The Vallantyne Chronicles

Another encounter with Pauline

It was a stormy day outside today which led me to expect a busier Vallantyne’s but I was mistaken. The aqua fit class had not long finished when I arrived; there were some leftovers undoing their good work in the cafe area afterwards but most had already gone on their way. Perhaps they go to the aqua class for the guilt-free chocolate muffin with friends afterwards. This provides another manifestation of the true character of the Vallantyne’s clientele, but one they evidently acknowledge through the bountiful provision of muffins. I would join the aqua class too but there is inevitably the concern around not being invited for the post-date muffin. No Paul you see. And no Paul in the rather cloudy pool today either. What is this sediment that the aqua-class stirs up, I wonder? I then decide not to wonder. So it was another quiet swim with limited visibility. 

l had mixed feelings when Pauline joined me in the hot tub, I confess. I was hoping that she would be back to her usual, sensible self, ideally with a new and more appropriate hair colour and suitably chastised in matters relating to hair dryer use. She regaled me with more tales of The Full Monty. I had misunderstood the set up of the thing. It was invite only for the in-person showing, plus a ticketed option of a screening of the live event from a cinema.

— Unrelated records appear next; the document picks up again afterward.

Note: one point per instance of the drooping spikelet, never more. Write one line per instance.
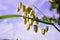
(23, 8)
(46, 28)
(36, 21)
(31, 21)
(28, 9)
(27, 26)
(43, 31)
(32, 13)
(19, 6)
(35, 28)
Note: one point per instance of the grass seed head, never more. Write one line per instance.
(23, 8)
(19, 6)
(32, 13)
(46, 28)
(27, 26)
(35, 28)
(28, 9)
(43, 31)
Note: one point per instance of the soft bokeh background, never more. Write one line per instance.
(13, 28)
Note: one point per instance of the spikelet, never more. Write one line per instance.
(19, 6)
(24, 14)
(25, 20)
(46, 28)
(43, 31)
(23, 8)
(35, 28)
(28, 9)
(36, 21)
(27, 26)
(32, 13)
(31, 21)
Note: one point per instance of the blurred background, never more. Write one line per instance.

Pauline is not a celebrity so she was in the cinema. Only those at the live performance were graced with the Full Monty, Pauline and friends were required to be satisfied with the looks of surprise/admiration/alarm/disgust on the faces of the audience and to use their imagination. Pauline had no difficulty exercising her imagination and in furnishing mine. So not back to her usual self at all. She then went on to describe her family set up. She said that she is estranged from her parents – she hasn’t spoken to them for two weeks now. And from a son, although she didn’t say how long that has been for. She has an active interest in spiritualism about which she can converse for an extended period of time, though I struggled to find appropriate responses.

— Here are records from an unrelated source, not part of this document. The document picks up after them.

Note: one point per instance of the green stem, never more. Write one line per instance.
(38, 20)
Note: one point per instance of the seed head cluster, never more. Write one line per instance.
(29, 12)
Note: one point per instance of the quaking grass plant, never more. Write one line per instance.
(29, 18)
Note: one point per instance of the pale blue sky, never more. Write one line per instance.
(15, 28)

 Perhaps she is one of those very changeable people.

The Vallantyne Chronicles

The Twonks

The rules are entirely clear: there is to be no swimming butterfly stroke in the fast lane if there is another swimmer in the fast lane. I suppose the Twonks thought they could ignore this rule given that, until I boldly joined them they were the only two people in the fast lane and they were both swimming butterfly. 

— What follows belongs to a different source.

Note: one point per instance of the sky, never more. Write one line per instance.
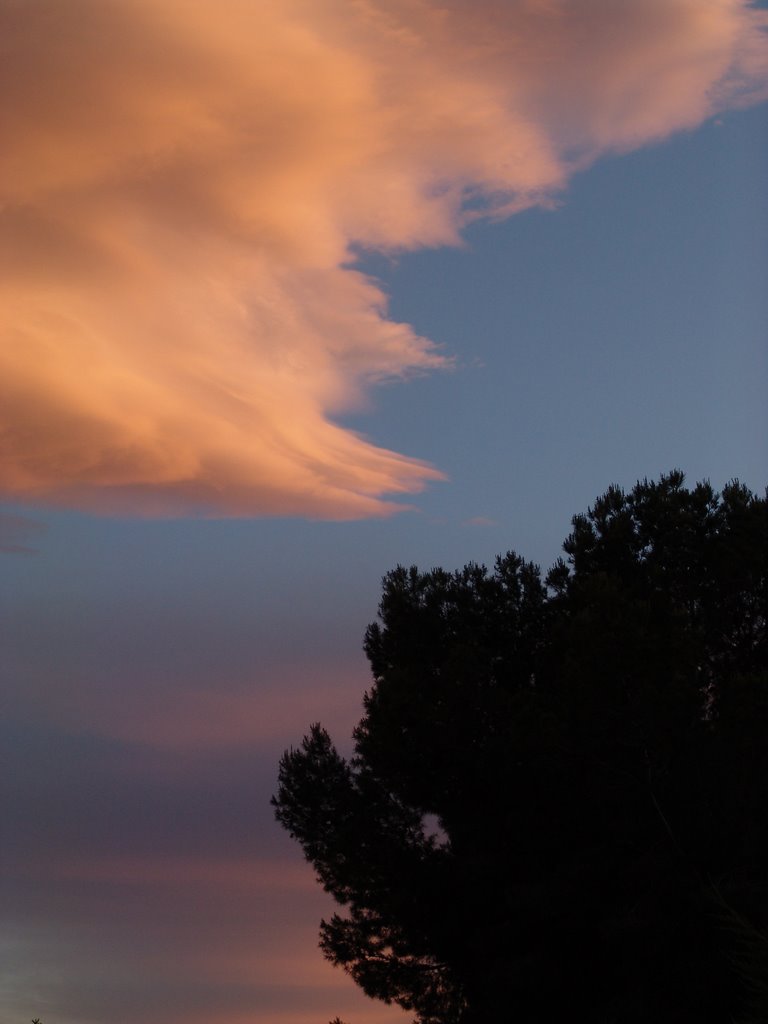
(291, 293)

I refer to them as The Twonks because I have concluded that they are twins, one male, one female. They have matching dark hair and large, powerful swimming shoulders. Often couples come to Vallantynes for a spa day (no petting please we’re not animals), but the chemistry between The Twonks is so heavily platonic that I have them in twin category: close but not intimate. My main model for  boy-girl twins is Topsy and Tim but I quite liked them.

Girl Twonk is a much better swimmer than Boy Twonk but neither is as good as they think they are. To make an attempt at fairness, which I think they barely deserve (see below) they did desist with their very splashy butterfly when I joined them in the fast lane. The rest of the pool gave a collective sigh of relief. Even the loungers had been in danger of splashing. Zena told me so. 

The Twonks seem unaware of both the well-written and the unspoken rules of the pool. When I got out and went to the showers there was further evidence. Girl Twonk had left much of her hair (head hair only & presume – I did not examine) stuck to the wall of the shower cubicle, which only goes further to prove her status as a Twonk. I only hope her brother has better manners.